Transition: certain members of the Corinthian Church had harshly criticized Paul. But he could stand in the face of their criticism because his conscience was clear, he had been obedient to Christ in Paul’s service to the Corinthians. Furthermore, Paul had no need to commend himself to them again and he had no need for letters of recommendation from other churches. Their very existence was evidence of Paul’s credibility. They were his credentials. They were his letter of recommendation.
Observations & Implications:
- I stand before you today and think for myself – that you are my letter of recommendation. We’ve seen some hard times, but my passion for you is evident in my presence. Hopefully that doesn’t make sense to some of you, for you see a healthy church. But for those who’ve been here for 10 years or more – you know. That may sound like bragging, but it’s not. I can think of no other way to express my love for you than my loyalty through the hardest of times. My obedience to Christ has been the foundation. He has called me and with integrity I can say, I have stayed and served. You are my letter of commendation.

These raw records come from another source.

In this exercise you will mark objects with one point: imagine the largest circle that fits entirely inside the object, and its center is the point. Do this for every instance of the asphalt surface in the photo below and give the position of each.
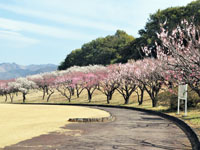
(131, 130)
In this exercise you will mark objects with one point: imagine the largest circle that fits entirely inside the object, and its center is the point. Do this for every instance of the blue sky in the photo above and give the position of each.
(45, 31)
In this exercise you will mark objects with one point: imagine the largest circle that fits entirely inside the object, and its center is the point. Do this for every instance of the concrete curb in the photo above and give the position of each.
(104, 119)
(186, 128)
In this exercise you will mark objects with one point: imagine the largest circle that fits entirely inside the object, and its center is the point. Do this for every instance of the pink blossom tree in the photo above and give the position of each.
(149, 72)
(108, 81)
(126, 81)
(180, 50)
(64, 85)
(22, 85)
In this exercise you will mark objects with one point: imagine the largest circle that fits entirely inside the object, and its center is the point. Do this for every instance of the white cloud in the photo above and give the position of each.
(61, 18)
(12, 25)
(16, 39)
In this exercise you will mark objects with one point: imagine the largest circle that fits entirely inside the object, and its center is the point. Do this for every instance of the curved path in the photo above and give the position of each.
(131, 130)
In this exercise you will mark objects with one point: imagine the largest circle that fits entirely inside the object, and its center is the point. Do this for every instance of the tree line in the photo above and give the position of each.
(121, 47)
(178, 62)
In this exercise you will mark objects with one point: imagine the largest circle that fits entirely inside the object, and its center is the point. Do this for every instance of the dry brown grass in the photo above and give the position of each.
(21, 122)
(193, 118)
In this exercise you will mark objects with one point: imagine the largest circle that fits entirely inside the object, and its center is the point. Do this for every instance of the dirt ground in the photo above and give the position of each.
(22, 122)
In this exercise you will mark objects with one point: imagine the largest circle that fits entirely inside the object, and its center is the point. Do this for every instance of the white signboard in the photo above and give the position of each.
(182, 95)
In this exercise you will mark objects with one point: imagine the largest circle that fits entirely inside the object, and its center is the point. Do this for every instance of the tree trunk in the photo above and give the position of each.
(24, 97)
(49, 96)
(72, 91)
(108, 98)
(89, 95)
(43, 94)
(141, 97)
(126, 100)
(6, 98)
(154, 102)
(11, 97)
(77, 93)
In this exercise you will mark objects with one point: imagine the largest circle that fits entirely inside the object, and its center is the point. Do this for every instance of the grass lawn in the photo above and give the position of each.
(21, 122)
(193, 118)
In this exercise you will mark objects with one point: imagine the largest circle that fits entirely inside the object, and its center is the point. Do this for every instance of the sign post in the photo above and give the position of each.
(182, 95)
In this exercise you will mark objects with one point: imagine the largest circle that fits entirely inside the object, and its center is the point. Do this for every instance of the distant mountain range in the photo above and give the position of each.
(13, 70)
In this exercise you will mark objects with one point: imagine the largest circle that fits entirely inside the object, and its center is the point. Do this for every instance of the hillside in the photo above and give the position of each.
(13, 70)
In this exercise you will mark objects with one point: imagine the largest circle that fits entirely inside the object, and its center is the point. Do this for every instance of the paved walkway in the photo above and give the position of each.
(131, 130)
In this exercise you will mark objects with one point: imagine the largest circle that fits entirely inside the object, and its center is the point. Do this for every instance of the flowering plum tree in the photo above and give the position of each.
(108, 83)
(149, 73)
(180, 49)
(22, 85)
(64, 85)
(126, 81)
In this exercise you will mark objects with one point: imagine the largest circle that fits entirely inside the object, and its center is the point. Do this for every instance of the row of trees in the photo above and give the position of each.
(124, 78)
(121, 47)
(178, 62)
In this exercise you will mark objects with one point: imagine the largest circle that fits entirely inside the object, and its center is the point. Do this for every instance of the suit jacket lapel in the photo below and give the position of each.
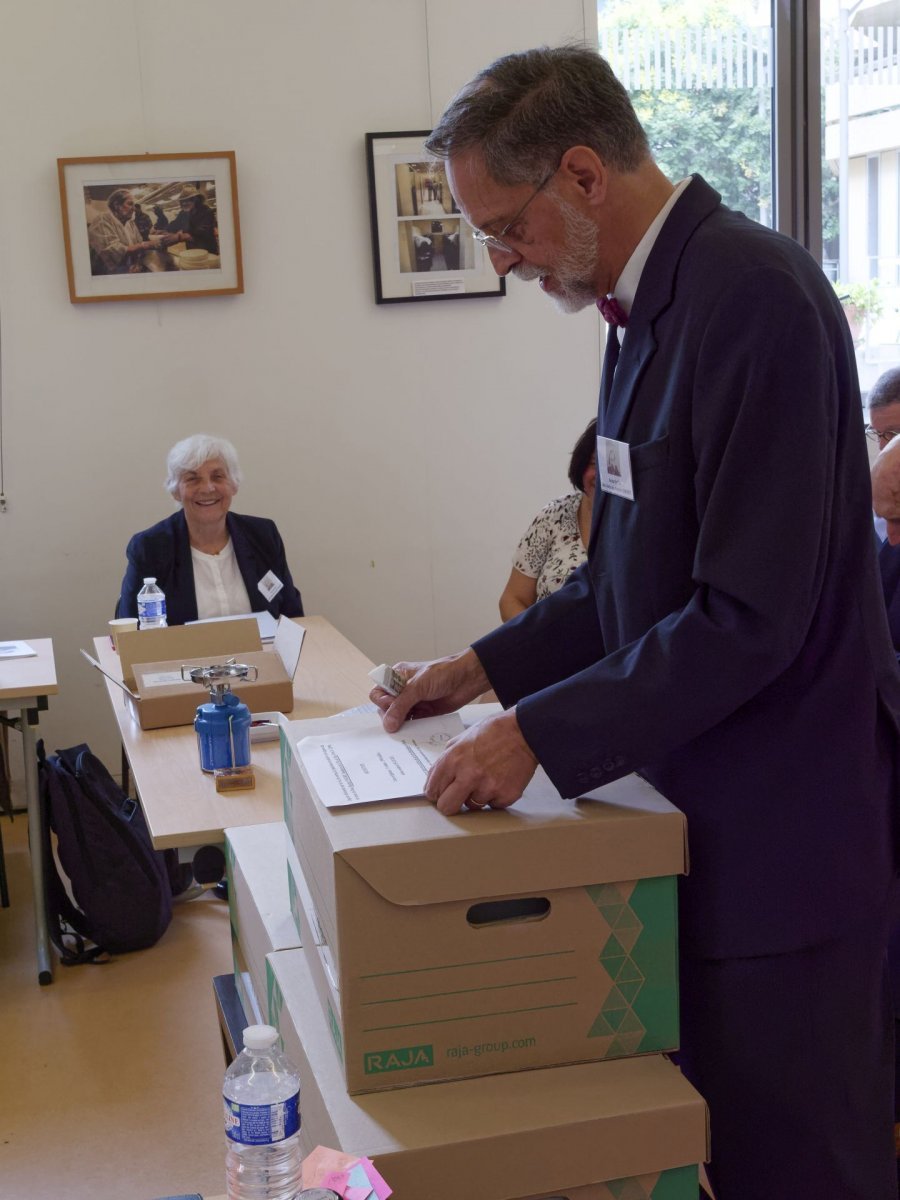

- What about for you? How does this apply? Our hearts, though hidden from physical sight, are often seen through our actions. Based on your actions, what would people say is your passion? For many of you, I can see that Calvary is a letter of recommendation for you, too. You’ve stayed the course, you’ve been faithful and obedient in your service to Christ. That’s powerful!
- Some of you may be saying: what’s he talking about? The church has problems? Many years ago she did, but the health you are experiencing now it the fruit of the faithful. And for that, you have been faithful are to be commended!

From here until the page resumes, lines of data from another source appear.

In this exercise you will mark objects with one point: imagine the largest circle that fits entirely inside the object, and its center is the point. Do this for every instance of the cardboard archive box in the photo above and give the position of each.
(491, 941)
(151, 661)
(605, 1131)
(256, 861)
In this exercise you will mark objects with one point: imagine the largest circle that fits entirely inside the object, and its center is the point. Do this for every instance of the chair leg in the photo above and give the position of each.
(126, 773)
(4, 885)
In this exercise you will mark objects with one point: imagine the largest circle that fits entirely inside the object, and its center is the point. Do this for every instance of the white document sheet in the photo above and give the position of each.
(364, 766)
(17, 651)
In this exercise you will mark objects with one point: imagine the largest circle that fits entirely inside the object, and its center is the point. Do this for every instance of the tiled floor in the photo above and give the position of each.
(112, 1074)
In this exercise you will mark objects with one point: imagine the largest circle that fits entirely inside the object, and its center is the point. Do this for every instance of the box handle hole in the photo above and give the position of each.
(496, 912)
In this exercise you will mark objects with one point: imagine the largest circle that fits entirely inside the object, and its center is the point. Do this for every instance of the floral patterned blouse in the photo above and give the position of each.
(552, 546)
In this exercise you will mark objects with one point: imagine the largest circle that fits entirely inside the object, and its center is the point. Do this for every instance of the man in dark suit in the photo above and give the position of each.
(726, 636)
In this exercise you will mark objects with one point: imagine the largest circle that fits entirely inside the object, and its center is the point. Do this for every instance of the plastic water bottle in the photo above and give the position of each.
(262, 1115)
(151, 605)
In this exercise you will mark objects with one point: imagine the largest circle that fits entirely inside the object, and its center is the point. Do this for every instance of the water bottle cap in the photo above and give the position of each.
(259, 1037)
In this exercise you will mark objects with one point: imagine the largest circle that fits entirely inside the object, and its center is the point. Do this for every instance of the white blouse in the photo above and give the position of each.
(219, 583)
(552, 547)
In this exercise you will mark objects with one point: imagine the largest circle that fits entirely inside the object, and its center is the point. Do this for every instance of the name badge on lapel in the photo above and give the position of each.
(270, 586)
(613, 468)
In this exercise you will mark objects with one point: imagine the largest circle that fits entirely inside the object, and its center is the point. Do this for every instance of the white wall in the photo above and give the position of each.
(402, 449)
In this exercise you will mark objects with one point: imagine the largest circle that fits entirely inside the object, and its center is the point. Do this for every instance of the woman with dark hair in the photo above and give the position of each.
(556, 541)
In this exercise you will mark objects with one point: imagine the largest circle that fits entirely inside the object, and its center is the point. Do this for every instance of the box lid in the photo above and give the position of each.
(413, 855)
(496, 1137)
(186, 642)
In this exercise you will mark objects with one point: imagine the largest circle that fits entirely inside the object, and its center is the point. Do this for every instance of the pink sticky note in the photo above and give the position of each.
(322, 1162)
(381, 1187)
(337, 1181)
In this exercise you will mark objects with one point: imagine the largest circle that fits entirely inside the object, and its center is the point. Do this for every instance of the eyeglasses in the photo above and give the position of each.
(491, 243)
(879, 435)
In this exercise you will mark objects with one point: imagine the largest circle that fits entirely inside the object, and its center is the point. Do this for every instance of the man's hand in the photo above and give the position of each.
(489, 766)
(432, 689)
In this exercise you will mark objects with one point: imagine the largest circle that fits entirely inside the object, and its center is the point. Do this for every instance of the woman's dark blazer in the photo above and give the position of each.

- Oh, she’s not perfect. We’ve still got a lot to do, but by God’s grace and leadership, we shall continue on our journey of sanctification.
- Maybe you’re sitting there today and think you’d like to become part of the faithful. You’re thinking to yourself that God may be calling you to roll up your sleeves and join these people in their work. You’ve dated the church for a while, but you’ve never married her. Church membership is simple.
- You must be a Christian
i. You’re committing your life to him today
ii. You have in the past and you want to move your membership.
- You must formally request to join – that is, you simply come forward during the invitation and ask.
- You must attend a New Member’s Class. It’s so called, because it describes in great detail who we are and what we believe. Our next class will be presented by the elders in September. Usually the 3rd weekend.
- Submit to an interview with an elder. I hate that word interview, but no one has come up with a better title. Here’s what it means: you’ve gotten to know us through attendance and participation. You’ve learned about us through our New Member’s class. We want to hear from you: what are your passions and gifts? Where do you see yourself serving in the body? What has your spiritual journey been like? This is your chance to tell us all about you. Up to this point, we’ve done all the talking about who we are. We just want to hear from you.
- What kind of heart condition do you have? Is it a hard heart, like stone? Has it hardened through bitterness and resentment? Has it been beaten and abused by others. Have you tucked it away, not willing to ever let anyone break your heart again? Christ wants to give you a new heart – a soft and tender one. He can take your old one and replace it with a new one. You can trust him.